If we look at the current status of our RUT bear calls, you can see we're losing $150 per spread ($1500 total), and our delta exposure has nearly tripled from -60 to -150. Now instead of merely losing $60 per $1 increase in RUT, we're losing $150. Furthermore, my probability of profit has gone from 80% to 55%. Let's consider a few actions we could take to mitigate some of our remaining risk.

1. Close the entire position:
Buy to Close (10) 470 calls @ $5.15
Sell to Close (10) 480 calls @ $2.15

Although closing the trade will lock in the $150 loss, it removes any remaining risk. I have no more $$$ at risk and obviously because I've closed the trade, my delta is at 0. Losing $150 on a credit spread originally risking $850 is actually not that bad and takes the chances of a catastrophic loss off the table.

2. Close a portion (such as 1/2) of the spreads.
Buy to Close (5) 470 calls @ $5.15
Sell to Close (5) 480 calls @ $2.15

What has closing 1/2 of the trade done to my risk? It's cut it in half. My delta exposure has gone from -150 to -75. Although holding a position with -150 of delta may have been outside of my comfort zone, -75 may be acceptable. Obviously we would only want to hold on to the remaining 5 bear call spreads if we think the RUT had a chance of remaining below 470. If you're all out bullish on the RUT, then simply close ALL of your 470-480 bear spreads.

3. Roll up
Given the huge run up in the RUT, let's assume we no longer believe it will stay beneath 470-480, but we do think it may stay beneath 490. We roll up our 470-480 call spreads to 490-500 call spreads. Let's analyze the numbers.

Buy to Close (10) 470 April calls for $5.15
Sell to Close (10) 480 April calls for $2.15
This will lock in a $1500 loss
470 April call delta = 45
480 April call delta = 30
Prob of profit = 55%
Net Delta = -15 x 10 = -150

Sell to Open (10) 490 April calls for $3.00
Buy to Open (10) 500 April calls for $1.50
$150 net credit x 10 = $1500 net credit
490 call delta = 20
500 call delta = 14
Prob of Profit = 80%
Net Delta = -6 x 10 = -60

By rolling up the spread to 490-500, I have gained the following 3 advantages:
1. Increased my probability of profit to from 55% to 80%, as now the stock need merely to stay beneath 490 (not 470).
2. Lowered my delta exposure from -150 to -60.
3. Put myself in a position to potentially make back $150 (x10) of the loss from closing the original trade.

What's the trade-off to rolling up?

The biggest trade-off to rolling up vs. maintaining the original position is I can't make as much money. Remember the original 470-480 call spread had $3.00 of credit left. The 490-500 only had $1.50. However, at this point in the trade trying to eke out a profit should be the least of my worries. My biggest priority is to reduce the remaining risk in the trade and avoid a huge loss.

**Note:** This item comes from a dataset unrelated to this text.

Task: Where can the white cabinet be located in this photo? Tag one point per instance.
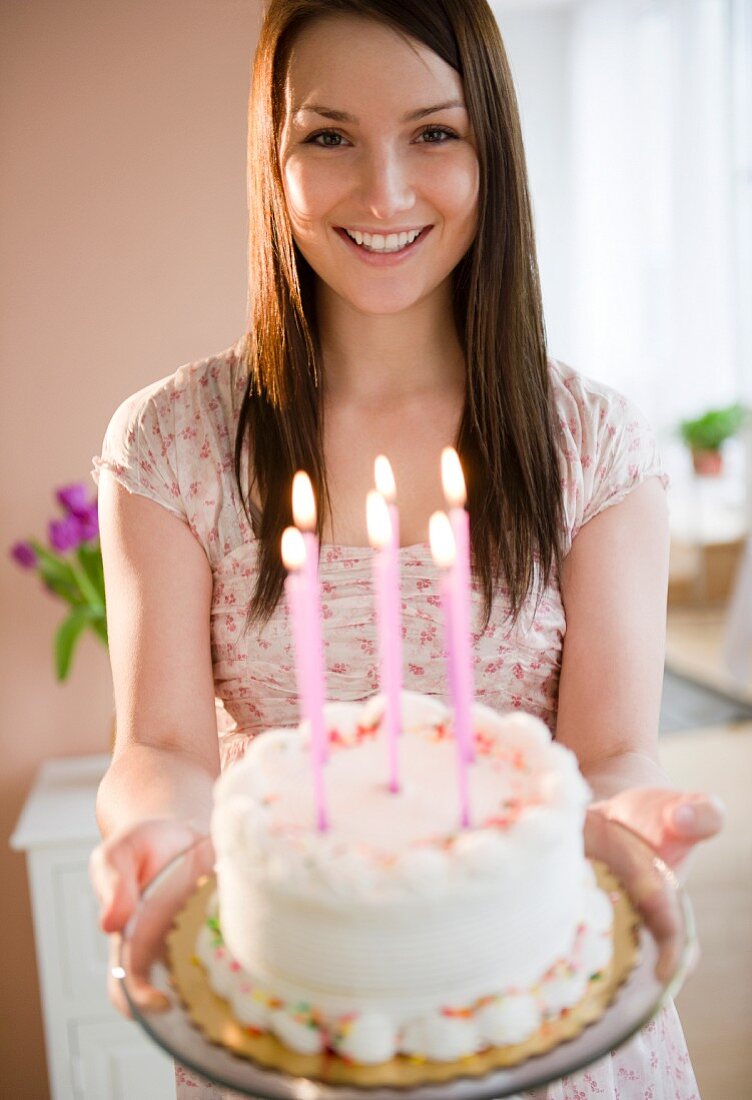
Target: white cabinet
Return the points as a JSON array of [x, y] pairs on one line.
[[92, 1052]]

Rolling up does both. My delta risk is reduced and my probability of profit is drastically increased, thereby drastically decreasing my probability of a huge loss.

The only times I've really regretted rolling up are when the stock continues to rise, resulting in a loss on not only the first call spread, but also the second. This is akin to adding salt to the wound or insult to injury. Consequently, rolling up should only be used if you're outlook is still somewhat neutral to bearish. If the maket is that bullish, don't fight the trend - simply do something bullish.